9. Please check with the other nurses that you aren't asking the same question as them. I really hate being bleeped from the same ward from two phones and two nurses for same patient. This is called the 'déjà-bleep' and is distinctly un-fun
10. You spend twenty times as much time with each patient than we do. We appreciate your opinion and pertinent information. The following is not acceptable: "Well you're the doctor, you should know". Well actually I'm on call and have never met this patient who has spent 5 weeks with you.
11. Please be cheery on the phone and perhaps even flirt a little. I've just spent 12 hours running around the hospital doing mundane tasks, talking to angry relatives, putting my finger up bums, taking blood and ordering xrays. You will get your way far easier by making me smile.
12. When I answer the bleep please don't say 'Oops, sorry I had a question but not any more". This is called the 'fart-bleep' and gets on my nerves (See also point 1).
13. Please don't ask me to see virtually every patient on your ward. That's called a ward round.
14. If you do cannulae on the ward regularly you will be my favourite nurse and I will do anything you say.
15. If I answer my bleep and the line is engaged because you are bleeping me from that phone again, I may well explode. This is called the 'torpedo-bleep' because of its incessant battle with my morale. Three hits and the boat may sink.
16. If a patient has died, he/she no longer cares how long it takes me to get to the ward. That's a medical fact. Chances are I can do a few other jobs on my way there. If you bleep me again for this patient it better be because they have miraculously come back to life. This is called the 'Lazarus-bleep'
17. The 'MEWS / EWS / EWSS / PARS' score is a trigger for you to call me and is useless after that. I don't give a crap what the score is. Tell me WHY the patient has scored it (e.g. respiratory rate? BP? heart rate?).
18. Please don't start a sentence "Just to let you know..." or "Just so you know..." I hear this 50 times per shift. This is called the 'zombie-bleep' and you have just inadvertently disengaged my brain.
19. Please don't make the person who picks up the phone have find to you from the other end of the ward. This is called the 'bleep-and-hide' (See also point 3).
20. Don't have someone else (e.g. a student) bleep for you. It's cruel to them, and they are not your secretary. This is called the 'kamikaze-bleep' (see also points 4, 5 and 19)

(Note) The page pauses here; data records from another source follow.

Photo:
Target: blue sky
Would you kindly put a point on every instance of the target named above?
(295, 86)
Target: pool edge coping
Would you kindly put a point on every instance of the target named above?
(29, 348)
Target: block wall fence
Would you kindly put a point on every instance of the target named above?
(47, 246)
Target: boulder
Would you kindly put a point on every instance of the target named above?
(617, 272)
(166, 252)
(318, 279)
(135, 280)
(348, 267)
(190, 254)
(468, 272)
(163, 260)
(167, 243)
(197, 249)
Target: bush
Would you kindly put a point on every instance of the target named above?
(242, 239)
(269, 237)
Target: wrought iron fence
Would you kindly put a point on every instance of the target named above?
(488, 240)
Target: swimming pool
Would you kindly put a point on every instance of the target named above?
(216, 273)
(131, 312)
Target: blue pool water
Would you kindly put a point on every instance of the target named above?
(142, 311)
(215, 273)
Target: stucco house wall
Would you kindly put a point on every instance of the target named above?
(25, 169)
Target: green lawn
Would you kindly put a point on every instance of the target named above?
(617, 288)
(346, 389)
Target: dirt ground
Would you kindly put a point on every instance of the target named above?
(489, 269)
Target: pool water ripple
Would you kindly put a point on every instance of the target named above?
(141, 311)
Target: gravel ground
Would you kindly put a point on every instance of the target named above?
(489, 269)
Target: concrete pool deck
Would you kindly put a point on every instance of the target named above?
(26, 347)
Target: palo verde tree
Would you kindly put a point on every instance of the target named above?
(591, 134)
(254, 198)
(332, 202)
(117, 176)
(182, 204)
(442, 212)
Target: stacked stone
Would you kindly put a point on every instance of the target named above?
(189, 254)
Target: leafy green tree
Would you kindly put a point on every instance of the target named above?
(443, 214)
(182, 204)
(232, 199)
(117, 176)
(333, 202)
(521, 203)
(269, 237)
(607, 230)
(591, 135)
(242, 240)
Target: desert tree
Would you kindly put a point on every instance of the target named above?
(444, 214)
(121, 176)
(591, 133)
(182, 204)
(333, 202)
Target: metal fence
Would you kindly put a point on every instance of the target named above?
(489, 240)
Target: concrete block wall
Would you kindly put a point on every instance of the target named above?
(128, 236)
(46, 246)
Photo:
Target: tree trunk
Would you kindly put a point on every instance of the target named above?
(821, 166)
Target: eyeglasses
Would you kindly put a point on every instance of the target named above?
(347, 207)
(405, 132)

21. Dosing a patient's warfarin (whom you have never met and don't know their history) at 4am is horrible, tedious, legally dubious and just plain bad for the patient. Please slap the day team round their faces when they arrive the next morning and don't let it happen again.
22. Sit down! You may be surprised with how much this helps points 1, 2, 3, 4, 5, 9, 11, and 19
23a. If you happen to have a spare moment, eavesdrop when a doctor bleeps another doctor. The majority of the time you will see how it should be done.
23b. Sometimes point 23a doesn't work because the doctor is a week old and still learning the 'etiquette'. He/she will learn very quickly as their senior on the other end shouts them down!
24. When a patient is in an ACUTE confusional state, please do not repeatedly ask me for, or demand sedation. This is not the year 1912. I might give sedation AFTER ruling out an infection, over-medication, drug withdrawal, metabolic cause, trauma, neurological, hypoxic, endocrine, and vascular causes, and AFTER using every other method of calming down the patient.